In his autobiography, What Mad Pursuit, Crick wrote about his choice of the word dogma and some of the problems it caused him:"I called this idea the central dogma, for two reasons, I suspect. I had already used the obvious word hypothesis in the sequence hypothesis, and in addition I wanted to suggest that this new assumption was more central and more powerful. ... As it turned out, the use of the word dogma caused almost more trouble than it was worth. Many years later Jacques Monod pointed out to me that I did not appear to understand the correct use of the word dogma, which is a belief that cannot be doubted. I did apprehend this in a vague sort of way but since I thought that all religious beliefs were without foundation, I used the word the way I myself thought about it, not as most of the world does, and simply applied it to a grand hypothesis that, however plausible, had little direct experimental support."Similarly, Horace Freeland Judson records in The Eighth Day of Creation:[14]
"My mind was, that a dogma was an idea for which there was no reasonable evidence. You see?!" And Crick gave a roar of delight. "I just didn't know what dogma meant. And I could just as well have called it the 'Central Hypothesis,' or — you know. Which is what I meant to say.
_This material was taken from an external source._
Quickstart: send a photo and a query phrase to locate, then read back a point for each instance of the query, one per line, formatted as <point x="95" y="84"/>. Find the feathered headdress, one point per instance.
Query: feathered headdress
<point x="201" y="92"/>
Dogma was just a catch phrase."
Comparison with the Weismann barrier
The Weismann barrier, proposed by August Weismann in 1892, distinguishes between the "immortal" germ cell lineages (the germ plasm) which produce gametes and the "disposable" somatic cells. Hereditary information moves only from germline cells to somatic cells (that is, somatic mutations are not inherited). This, before the discovery of the role or structure of DNA, does not predict the central dogma, but does anticipate its gene-centric view of life, albeit in non-molecular terms.